Должно быть, он выглядит жалко — улыбка жены была достаточно красноречивой. Она положила ладонь ему на плечо и чуть сжала его.

— Ступай лучше в гостиную.

— Ладно. — Он попытался подняться на ноги, не выдавая своей нечеловеческой усталости.

— Это весь твой завтрак?

— Да.

— Я с радостью поджарю тебе бекон с яйцами, — предложила она.

— Нет. Спасибо, конечно, но этого достаточно. Я толком еще не проснулся. — «Я хотел сказать, что аппетит еще не проснулся», — защищаясь, подумал он. Хотел было произнести эту фразу вслух, но вместо этого пригласил Эллен: — Присоединяйся. — И сам был поражен тем, как же устало звучал его голос.

Она заколебалась.

— А… — Эллен оглянулась вокруг. — А кофе еще остался?

— Думаю, да.

Дэвид проследил глазами, как жена подняла банку и потрясла ее, проверяя, остался ли в ней кофе. Когда она взяла кастрюльку, он отвел глаза.

— Я подожду там, — пробормотал он, не получив ответа.

Усевшись на один из стульев, стоявших в нише рядом со столом, Дэвид повернулся спиной к окну. «Нужно хотя бы одеться, все-таки выглядел бы более прилично». Он опустил взгляд на руки, сжимавшие кружку. В алькове, с его низким потолком, было довольно сумрачно. Глянул через плечо в окно, нахмурился. «Еще один ясный солнечный день», — подумал он и отвернулся, тяжело вздохнув.

Дэвид снова перевел взгляд на свои ладони, размышляя о том, где может быть сейчас Марианна. Отсыпается после бурной ночи? Он закрыл глаза. В это просто невозможно поверить. Нет сомнений, что все происшедшее ночью было явью, но, как и в прошлый раз, ему казалось, что скорее это память подсовывает ему обрывки тяжелого сна. Это происходило с ним не только потому, что его совесть искала отговорку. То, что случилось с ним здесь, было в буквальном смысле невообразимым. Само существование этой женщины было чистейшей воды парадоксом. Она появлялась и исчезала вновь без всякой логической последовательности. Он знал, что она существует физически. И знал с такой брутально-интимной уверенностью, что при одной только мысли о ней у него перехватывало дыхание.
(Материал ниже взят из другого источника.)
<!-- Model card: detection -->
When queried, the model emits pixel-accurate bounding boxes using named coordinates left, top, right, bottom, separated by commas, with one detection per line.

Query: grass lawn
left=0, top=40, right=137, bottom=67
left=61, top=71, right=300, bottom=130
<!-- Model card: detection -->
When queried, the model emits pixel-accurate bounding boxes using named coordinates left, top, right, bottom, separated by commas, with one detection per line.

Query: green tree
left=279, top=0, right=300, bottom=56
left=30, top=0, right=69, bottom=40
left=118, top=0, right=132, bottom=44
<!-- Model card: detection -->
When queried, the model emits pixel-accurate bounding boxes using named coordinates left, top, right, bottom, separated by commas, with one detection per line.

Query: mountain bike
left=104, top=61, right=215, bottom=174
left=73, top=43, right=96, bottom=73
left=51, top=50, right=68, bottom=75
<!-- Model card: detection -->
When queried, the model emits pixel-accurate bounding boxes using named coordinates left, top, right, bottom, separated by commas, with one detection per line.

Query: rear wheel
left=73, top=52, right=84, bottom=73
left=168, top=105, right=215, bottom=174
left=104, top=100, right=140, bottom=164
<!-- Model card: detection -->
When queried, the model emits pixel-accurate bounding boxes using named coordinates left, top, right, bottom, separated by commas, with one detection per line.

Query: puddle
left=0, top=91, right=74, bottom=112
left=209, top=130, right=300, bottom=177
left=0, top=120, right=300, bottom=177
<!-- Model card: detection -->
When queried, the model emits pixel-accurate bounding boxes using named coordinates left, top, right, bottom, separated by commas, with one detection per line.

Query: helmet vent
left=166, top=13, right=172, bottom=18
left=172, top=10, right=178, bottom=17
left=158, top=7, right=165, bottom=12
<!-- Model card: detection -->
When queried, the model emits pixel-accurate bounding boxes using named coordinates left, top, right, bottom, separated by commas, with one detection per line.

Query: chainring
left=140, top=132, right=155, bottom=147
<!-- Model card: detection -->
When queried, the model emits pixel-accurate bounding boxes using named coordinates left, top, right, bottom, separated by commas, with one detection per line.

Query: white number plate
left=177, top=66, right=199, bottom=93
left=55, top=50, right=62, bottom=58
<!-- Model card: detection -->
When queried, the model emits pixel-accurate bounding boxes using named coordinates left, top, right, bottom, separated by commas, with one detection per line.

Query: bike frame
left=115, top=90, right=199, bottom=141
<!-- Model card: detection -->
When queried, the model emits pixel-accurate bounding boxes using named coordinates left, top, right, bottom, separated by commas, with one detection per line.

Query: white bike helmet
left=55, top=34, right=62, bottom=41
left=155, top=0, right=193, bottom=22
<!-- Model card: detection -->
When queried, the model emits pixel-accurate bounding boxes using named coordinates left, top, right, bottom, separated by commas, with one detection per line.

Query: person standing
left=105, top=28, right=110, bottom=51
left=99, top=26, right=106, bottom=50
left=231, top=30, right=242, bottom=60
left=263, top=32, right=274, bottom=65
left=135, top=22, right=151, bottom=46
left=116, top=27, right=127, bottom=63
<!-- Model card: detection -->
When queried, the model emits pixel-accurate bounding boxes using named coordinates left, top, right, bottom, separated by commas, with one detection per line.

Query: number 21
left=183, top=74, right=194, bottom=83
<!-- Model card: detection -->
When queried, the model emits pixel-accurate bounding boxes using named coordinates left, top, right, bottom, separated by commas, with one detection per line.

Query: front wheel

Но кроме этого не было ровно ничего. Он даже зажмурился от того смущенного удивления, которое вызвала в нем мысль о том, что даже ее фамилия ему неизвестна. Когда она представлялась ему, глупая щепетильность помешала уточнять что-либо. Казалось вполне естественным знать только ее имя. А сейчас вдруг он почувствовал, насколько это противоречит здравому смыслу. Ему известно лишь ее имя — ни фамилии, ни адреса. Словно и личности такой не существует, когда ее нет рядом. От этих мыслей наступило отупение.